DATA REPORT article
COVIEdb: A Database for Potential Immune Epitopes of Coronaviruses
- 1College of Pharmaceutical Sciences, Institute of Drug Metabolism and Pharmaceutical Analysis and Zhejiang Provincial Key Laboratory of Anti-Cancer Drug Research, Zhejiang University, Hangzhou, China
- 2College of Computer Science and Technology, Zhejiang University, Hangzhou, China
- 3Key Lab of Vaccine, Prevention and Control of Infectious Disease of Zhejiang Province, Zhejiang Provincial Center for Disease Control and Prevention, Hangzhou, China
- 4Innovation Institute for Artificial Intelligence in Medicine, Zhejiang University, Hangzhou, China
Two coronaviruses—severe acute respiratory syndrome coronavirus (SARS-CoV) and Middle East respiratory syndrome coronavirus (MERS-CoV)—have caused two large-scale pandemics in the past two decades (Drosten et al., 2003; Zaki et al., 2012). Now, the third coronavirus caused pandemic (COVID-19) is ongoing (Liu and Saif, 2020; Zhang N. et al., 2020).
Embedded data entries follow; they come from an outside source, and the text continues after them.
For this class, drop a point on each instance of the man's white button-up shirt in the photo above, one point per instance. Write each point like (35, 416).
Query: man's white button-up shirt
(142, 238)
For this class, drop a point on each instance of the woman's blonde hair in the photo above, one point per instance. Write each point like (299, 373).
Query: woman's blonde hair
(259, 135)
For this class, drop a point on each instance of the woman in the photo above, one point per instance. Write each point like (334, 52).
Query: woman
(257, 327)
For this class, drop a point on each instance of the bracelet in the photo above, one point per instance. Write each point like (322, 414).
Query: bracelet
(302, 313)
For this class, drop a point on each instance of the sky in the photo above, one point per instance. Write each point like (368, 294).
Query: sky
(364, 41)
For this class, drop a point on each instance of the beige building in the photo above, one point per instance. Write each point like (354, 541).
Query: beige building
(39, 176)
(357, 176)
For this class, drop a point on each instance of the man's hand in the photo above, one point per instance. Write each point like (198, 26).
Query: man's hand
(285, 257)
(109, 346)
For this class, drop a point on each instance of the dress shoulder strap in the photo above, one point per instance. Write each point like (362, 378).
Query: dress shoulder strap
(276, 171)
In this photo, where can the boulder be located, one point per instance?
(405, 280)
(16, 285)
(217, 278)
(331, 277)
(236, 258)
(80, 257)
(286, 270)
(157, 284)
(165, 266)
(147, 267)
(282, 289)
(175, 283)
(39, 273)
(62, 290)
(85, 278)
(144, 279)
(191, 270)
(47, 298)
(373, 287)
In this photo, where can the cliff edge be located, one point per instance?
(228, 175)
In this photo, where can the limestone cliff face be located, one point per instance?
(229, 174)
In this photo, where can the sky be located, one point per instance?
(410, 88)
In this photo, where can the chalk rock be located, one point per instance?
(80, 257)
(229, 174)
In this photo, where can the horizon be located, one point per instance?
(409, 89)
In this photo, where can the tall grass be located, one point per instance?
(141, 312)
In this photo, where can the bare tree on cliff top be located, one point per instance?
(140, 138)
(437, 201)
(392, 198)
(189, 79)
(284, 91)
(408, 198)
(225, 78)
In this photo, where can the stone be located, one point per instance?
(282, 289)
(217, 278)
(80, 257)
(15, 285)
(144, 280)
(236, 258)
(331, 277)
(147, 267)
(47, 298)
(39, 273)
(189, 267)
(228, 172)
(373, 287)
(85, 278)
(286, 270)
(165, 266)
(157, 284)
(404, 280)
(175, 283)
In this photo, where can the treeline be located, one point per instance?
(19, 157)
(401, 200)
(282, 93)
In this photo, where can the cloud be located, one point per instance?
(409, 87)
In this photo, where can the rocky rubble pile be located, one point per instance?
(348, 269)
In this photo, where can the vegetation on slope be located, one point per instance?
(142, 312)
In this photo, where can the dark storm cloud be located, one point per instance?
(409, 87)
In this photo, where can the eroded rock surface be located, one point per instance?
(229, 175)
The 2019 novel coronavirus (2019-nCoV) which was first identified in Wuhan, China in December 2019, from patients with pneumonia is the very coronavirus (Zhu et al., 2020). Analysis of the viral genome has revealed that 2019-nCoV is phylogenetically close to SARS-CoV (Lu et al., 2020), as was named SARS-CoV-2. As of June 5, 2020, 6,640,960 people have been confirmed COVID-19, including 391,285 deaths (∼5.89% fatality rate) all over the world.
Because of the less cost-effective than treatment and reduce morbidity and mortality without long-lasting effects, vaccines are the most effective strategy for preventing infectious diseases (Zhang et al., 2019). However, there is still no approved vaccines for human coronaviruses (hCoV). There are several types of vaccines are under pre-clinical testing or clinical trials including inactivated vaccine, recombinant subunit vaccine, recombinant vector vaccine, and nucleic acid vaccine. In general, modern vaccines, such as recombinant subunit, peptide, and nucleic acid vaccines, are advantageous over other types of vaccines because of higher safety and less side effect, by inducing the immune system without introducing whole infectious viruses (Graham et al., 2013). Nucleic acid vaccines such as DNA vaccines and mRNA vaccines represent an innovative approach by direct injection of plasmids or mRNAs encoding the antigens, accompanied with a wide range of immune responses (Yang et al., 2004; Pardi et al., 2018). These advantages are applied with prophylactic vaccines and therapeutic vaccines to treat infectious diseases and cancers. For the development of modern vaccines, it is of critical importance to identify potential immune epitopes of 2019-nCoV, as well as other infectious pathogens.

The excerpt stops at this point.